Firstly, why is it that such a spectacular majority of teachers know, without any doubt whatsoever, that they never want to be a head? It doesn’t take anyone starting work in a school long to appreciate that schools, like all isolated organisations, come with their own special political climate. I absolutely stress, I’m not thinking of party politics here. I’ve written about that issue before. I’m referring to the inflexibly hierarchical nature of the profession that pervades every school I have ever set foot in, whether in London, Moscow, Finland or the Caribbean.

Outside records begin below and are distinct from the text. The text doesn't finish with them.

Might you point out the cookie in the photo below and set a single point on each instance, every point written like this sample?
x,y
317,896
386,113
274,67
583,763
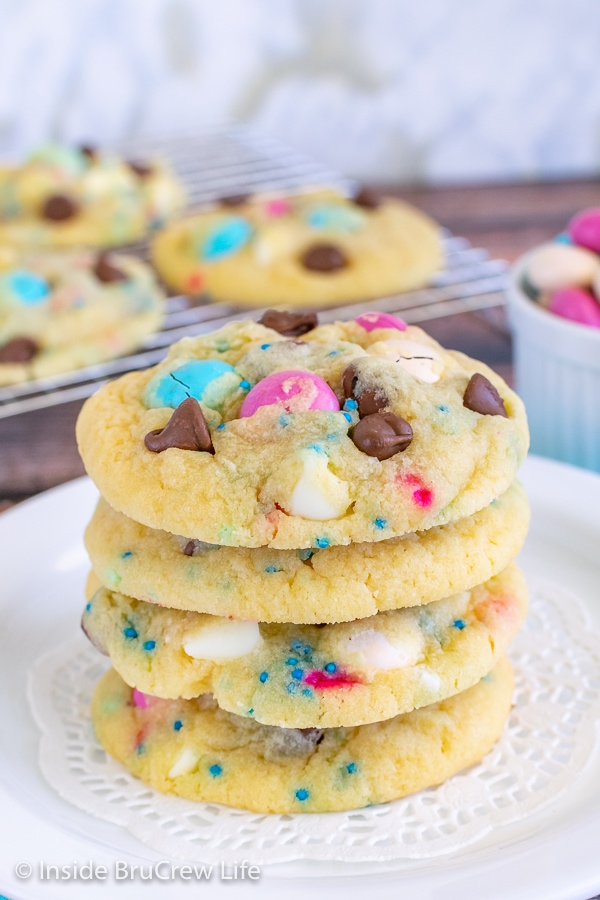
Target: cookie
x,y
353,432
195,750
67,196
62,310
296,676
310,249
308,586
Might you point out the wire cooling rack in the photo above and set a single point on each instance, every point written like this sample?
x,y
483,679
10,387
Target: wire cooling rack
x,y
236,159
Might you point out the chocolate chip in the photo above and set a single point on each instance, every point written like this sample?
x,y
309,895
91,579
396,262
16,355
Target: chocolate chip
x,y
289,324
142,170
59,207
185,430
89,152
367,198
234,199
324,258
369,401
106,272
481,396
382,435
19,350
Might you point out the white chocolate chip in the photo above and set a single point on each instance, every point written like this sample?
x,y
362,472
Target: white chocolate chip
x,y
186,762
319,494
377,652
223,639
418,359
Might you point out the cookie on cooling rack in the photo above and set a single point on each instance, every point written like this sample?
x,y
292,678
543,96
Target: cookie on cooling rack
x,y
358,431
297,676
63,310
306,586
196,750
68,196
310,249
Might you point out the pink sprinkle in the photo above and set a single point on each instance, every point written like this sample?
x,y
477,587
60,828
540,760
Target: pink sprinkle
x,y
371,321
322,681
143,700
277,208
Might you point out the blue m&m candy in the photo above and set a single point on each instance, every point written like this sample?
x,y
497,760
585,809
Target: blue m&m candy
x,y
225,238
208,380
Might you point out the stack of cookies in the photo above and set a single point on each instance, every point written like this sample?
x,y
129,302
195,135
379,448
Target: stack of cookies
x,y
302,563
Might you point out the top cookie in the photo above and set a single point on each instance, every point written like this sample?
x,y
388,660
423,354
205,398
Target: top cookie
x,y
309,249
68,196
357,432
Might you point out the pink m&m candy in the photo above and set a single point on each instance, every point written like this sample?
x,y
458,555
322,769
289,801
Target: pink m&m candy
x,y
584,229
371,321
293,391
577,305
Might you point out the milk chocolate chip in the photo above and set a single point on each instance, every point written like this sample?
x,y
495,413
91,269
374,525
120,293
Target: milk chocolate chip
x,y
19,350
186,430
382,435
289,324
324,258
59,207
106,272
481,396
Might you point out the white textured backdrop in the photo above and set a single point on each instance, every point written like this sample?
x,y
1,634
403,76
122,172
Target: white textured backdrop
x,y
383,89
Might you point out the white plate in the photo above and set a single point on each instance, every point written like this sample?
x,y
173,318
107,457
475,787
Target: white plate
x,y
551,856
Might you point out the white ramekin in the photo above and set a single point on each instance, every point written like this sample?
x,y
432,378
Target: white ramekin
x,y
557,374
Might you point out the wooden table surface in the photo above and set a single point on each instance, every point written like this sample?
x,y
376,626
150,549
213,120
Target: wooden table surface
x,y
38,450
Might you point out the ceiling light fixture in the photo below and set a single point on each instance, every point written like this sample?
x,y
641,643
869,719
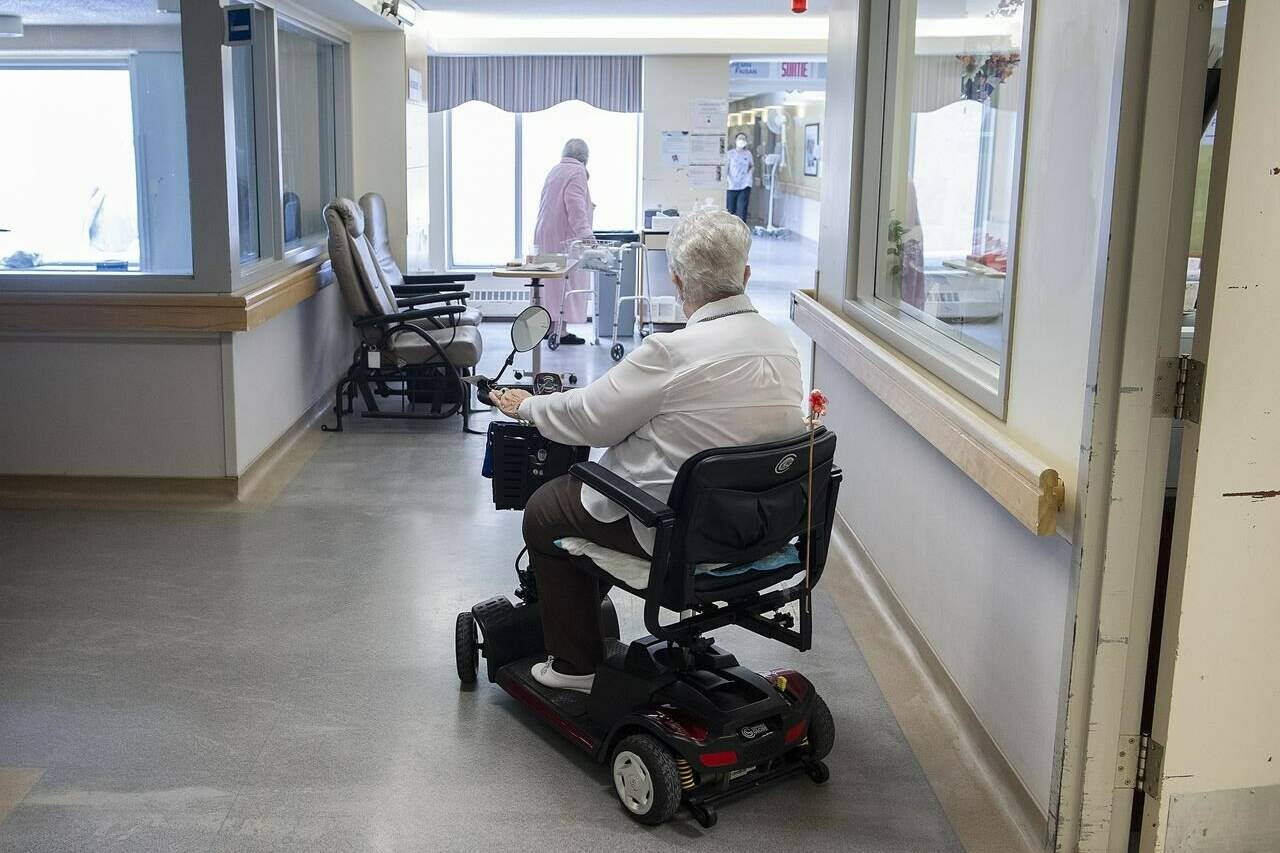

That tiny minority of teachers who want to become heads are so often those who are far more attracted by that special political climate, than by the teaching. It’s not the classroom, it’s what they achieve in the staffroom and the corridors that floats their boat. It’s who they influence, who they befriend, who they successfully manipulate that springs them chirpily out of bed every morning to carry on climbing up that inflexible hierarchy. And that weakness is indelibly embedded in the entire educational system like words through a stick of rock. It drives individuals and organisations at every level from the individual school, through school groups, multi-academy trusts, local authorities, Ofsted, RSCs, right up to central government. I’ve no objection at all to its effect at that final tier because with elected politicians you get exactly what it says on the tin. If you don't like it: ask for another tin.
It’s at every single layer below that I’ve got a problem because in the work I do, so often I’m challenged in exactly the same way every classroom teacher is, to unearth and deliver some educational benefit out of politically motivated interference. And I stress again, I’m not talking about party politics here.
I can see a forest of hands going up objecting but that’s life, that’s work, haven’t you heard of office politics? Well yes I have. Indeed not just heard of it I’ve actually lived it for many years in a number of different businesses. It doesn’t matter much who’s in and who’s out in the office, who’s sucking up to who or attempting to influence who, because every single person in the organisation is aligned with the same, elegantly simple goal, making money. When they are aligned perfectly then the customers as well as the shareholders benefit.
That is not the case in schools as the capricious reaction to the college of teaching demonstrates. Teachers can’t even agree on what their own aims are. But I suspect you’ll agree with me on one thing about the profession. Teachers, like fireman and soldiers are selfless. It’s no coincidence that my ex-colleague spontaneously opted for trench warfare as his metaphor because all these professionals view self-sacrifice as routine aspects of their work. It’s what they do.
So I would advise academies, sponsors, MAT chief executives and other interested parties to take a hard, critical look at what kind of leaders their schools need. I’m not going to pretend I have the solution sewn up and neatly embroidered with my name on it here. That has to come out of discussion between willing individuals who possess the educationally oriented vision to see as I do, that if you want to focus ruthlessly on educational reform, then you need to kill the virus that consistently prevents 94 per cent of perfectly able, skilled, professional teachers from doing their job, and kill it at source.
That’s why I think heads must roll. It’s time we started creating new kinds of leading roles and structures in schools that reflect their educational need, instead of naively pursuing pseudo-commercial, politically motivated guess work at what great leadership in today’s schools should look like.